The collapse was hastened by a young Oregon woman, Ashly Lorenzana, who gave Mr. Rutherford and GettingBookReviews.com perhaps their only bad review. Ms. Lorenzana, 24, self-published some of her journal entries as an exceedingly bleak book, "Sex Drugs, & Being an Escort"(“I hated today,” reads one representative passage. “Today was full of hate. I hate, hate, hate.”) In seeking some attention for it, she checked out Kirkus, a reviewing service founded in 1933 that has branched out into self-published books. Kirkus would review “Sex” for $425, a price that made her balk.
Another issue with Kirkus was that it did not guarantee its review would be positive. Ms. Lorenzana felt she would then be in the position of having spent a bundle just so someone she did not know could insult, belittle or devalue her work. On the Internet, you can usually get someone to do that free.
“You’re taking a chance by putting your writing out there — a huge chance,” she said. “You want validation that it’s not a joke.”
When Ms. Lorenzana found GettingBookReviews.com, $99 seemed reasonable. But the review did not show up as quickly as she expected. She posted a long, angry accusation against Mr. Rutherford and his service on several consumer sites, saying she had received better treatment from a reviewer whom she had hired for $5. (“You could tell that the person had really spent a few minutes checking out the information about my book and getting a feel for it before just diving into writing a meaningless review.”)
Mr. Rutherford refunded her fee, but his problems were just beginning. Google suspended his advertising account, saying it did not approve of ads for favorable reviews. At about the same time, Amazon took down some, though not all, of his reviews. Mr. Rutherford dropped his first name in favor of his middle name, Jason, so that people who searched for him through Google would not automatically see Ms. Lorenzana’s complaints.
These days, Mr. Rutherford is selling R.V.’s in Oklahoma City and planning a comeback in that narrow zone straddling what writers want and what the marketplace considers legitimate. Bowker, the data firm, says that as many as 600,000 self-published titles could appear in 2015, and they all will be needing their share of attention.

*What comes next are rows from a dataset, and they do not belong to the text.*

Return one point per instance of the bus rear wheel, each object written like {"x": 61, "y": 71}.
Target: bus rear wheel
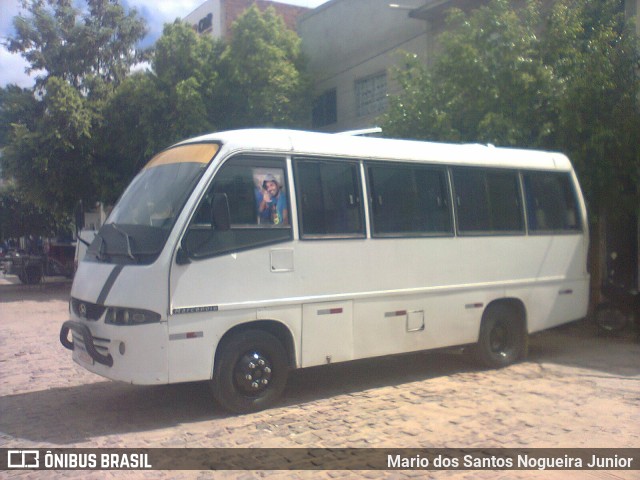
{"x": 503, "y": 337}
{"x": 250, "y": 371}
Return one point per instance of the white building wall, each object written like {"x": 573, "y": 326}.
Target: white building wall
{"x": 348, "y": 40}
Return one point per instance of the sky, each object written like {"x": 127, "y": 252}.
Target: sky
{"x": 155, "y": 12}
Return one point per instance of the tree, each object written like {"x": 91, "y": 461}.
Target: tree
{"x": 263, "y": 74}
{"x": 196, "y": 85}
{"x": 79, "y": 47}
{"x": 79, "y": 57}
{"x": 151, "y": 110}
{"x": 566, "y": 79}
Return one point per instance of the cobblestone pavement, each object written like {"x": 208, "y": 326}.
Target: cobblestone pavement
{"x": 575, "y": 390}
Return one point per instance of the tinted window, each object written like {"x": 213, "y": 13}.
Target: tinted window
{"x": 329, "y": 198}
{"x": 408, "y": 200}
{"x": 487, "y": 201}
{"x": 257, "y": 197}
{"x": 551, "y": 202}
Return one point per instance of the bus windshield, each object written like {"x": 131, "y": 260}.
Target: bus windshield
{"x": 143, "y": 217}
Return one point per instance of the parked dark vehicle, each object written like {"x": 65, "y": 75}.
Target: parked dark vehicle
{"x": 56, "y": 260}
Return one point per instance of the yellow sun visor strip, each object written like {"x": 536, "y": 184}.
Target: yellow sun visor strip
{"x": 192, "y": 153}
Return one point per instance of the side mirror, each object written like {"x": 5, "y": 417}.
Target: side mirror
{"x": 220, "y": 212}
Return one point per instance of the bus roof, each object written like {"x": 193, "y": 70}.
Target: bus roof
{"x": 372, "y": 148}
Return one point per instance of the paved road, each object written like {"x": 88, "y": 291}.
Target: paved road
{"x": 575, "y": 390}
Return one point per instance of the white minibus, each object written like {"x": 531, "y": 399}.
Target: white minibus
{"x": 237, "y": 256}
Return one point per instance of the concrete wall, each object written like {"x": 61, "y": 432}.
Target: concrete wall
{"x": 347, "y": 40}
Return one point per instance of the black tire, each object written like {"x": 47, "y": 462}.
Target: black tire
{"x": 610, "y": 319}
{"x": 503, "y": 337}
{"x": 250, "y": 371}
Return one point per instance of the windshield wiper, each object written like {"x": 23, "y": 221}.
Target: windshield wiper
{"x": 128, "y": 239}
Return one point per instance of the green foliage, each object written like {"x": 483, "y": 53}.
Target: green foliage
{"x": 79, "y": 56}
{"x": 79, "y": 47}
{"x": 89, "y": 125}
{"x": 564, "y": 79}
{"x": 19, "y": 217}
{"x": 198, "y": 85}
{"x": 264, "y": 83}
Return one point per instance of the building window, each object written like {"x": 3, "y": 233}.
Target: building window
{"x": 325, "y": 110}
{"x": 371, "y": 95}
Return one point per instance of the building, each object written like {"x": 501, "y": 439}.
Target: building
{"x": 353, "y": 45}
{"x": 215, "y": 17}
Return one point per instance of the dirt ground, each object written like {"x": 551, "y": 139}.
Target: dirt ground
{"x": 576, "y": 389}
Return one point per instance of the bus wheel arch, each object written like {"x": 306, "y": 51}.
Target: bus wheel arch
{"x": 503, "y": 334}
{"x": 251, "y": 366}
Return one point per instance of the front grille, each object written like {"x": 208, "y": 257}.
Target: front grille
{"x": 90, "y": 311}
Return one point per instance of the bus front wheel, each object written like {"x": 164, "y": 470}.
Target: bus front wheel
{"x": 503, "y": 337}
{"x": 250, "y": 371}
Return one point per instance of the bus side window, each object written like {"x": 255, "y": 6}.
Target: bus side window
{"x": 551, "y": 202}
{"x": 329, "y": 199}
{"x": 256, "y": 190}
{"x": 408, "y": 200}
{"x": 488, "y": 201}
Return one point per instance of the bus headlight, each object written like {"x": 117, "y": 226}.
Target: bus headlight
{"x": 130, "y": 316}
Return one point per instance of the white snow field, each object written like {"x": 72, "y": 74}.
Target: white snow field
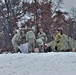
{"x": 38, "y": 64}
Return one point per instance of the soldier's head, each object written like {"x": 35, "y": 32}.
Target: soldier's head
{"x": 41, "y": 30}
{"x": 29, "y": 28}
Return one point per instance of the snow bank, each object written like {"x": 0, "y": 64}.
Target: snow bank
{"x": 38, "y": 64}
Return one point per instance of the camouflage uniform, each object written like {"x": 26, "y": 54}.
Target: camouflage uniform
{"x": 30, "y": 38}
{"x": 59, "y": 42}
{"x": 16, "y": 41}
{"x": 43, "y": 37}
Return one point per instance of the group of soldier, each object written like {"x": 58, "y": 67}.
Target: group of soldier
{"x": 29, "y": 37}
{"x": 39, "y": 41}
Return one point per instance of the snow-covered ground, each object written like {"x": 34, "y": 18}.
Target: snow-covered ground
{"x": 38, "y": 64}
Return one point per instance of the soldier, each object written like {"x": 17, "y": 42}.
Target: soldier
{"x": 30, "y": 38}
{"x": 16, "y": 40}
{"x": 58, "y": 40}
{"x": 42, "y": 37}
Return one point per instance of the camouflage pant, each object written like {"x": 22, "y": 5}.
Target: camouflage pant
{"x": 15, "y": 47}
{"x": 31, "y": 45}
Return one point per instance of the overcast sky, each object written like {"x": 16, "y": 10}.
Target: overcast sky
{"x": 68, "y": 4}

Mr. Rutherford tried to start another service, Authors Reviewing Authors — a scratch-my-back-and-I’ll-scratch-yours approach. Authors preferred receiving over giving, however, and that venture failed. Now he is developing a service where, for $99, he blogs and tweets about a book — he has 33,000 Twitter followers — and solicits reviews from bloggers and regular Amazon reviewers. No money is paid to the reviewers, so Google has approved ads for the service.
He says he regrets his venture into what he called “artificially embellished reviews” but argues that the market will take care of the problem of insincere overenthusiasm. “Objective consumers who purchase a book based on positive reviews will end up posting negative reviews if the work is not good,” he said.
In other words, the (real) bad reviews will then drive out the (fake) good reviews. This seems to underestimate, however, the powerful motivations that writers have to rack up good reviews — and the ways they have to manipulate them until a better system comes along.
“It’s a quagmire,” Mr. Rutherford conceded.
A few months ago, he self-published a guide for aspiring authors called “The Publishing Guru on Writing.” Late last week, it had one lone review on Amazon, two sentences from someone named Kelly. “Great advice,” it read, giving the book five stars and, even more important, that all-important shot of credibility. Mr. Rutherford said he had no idea who Kelly was, but added, “I’m glad she liked it.”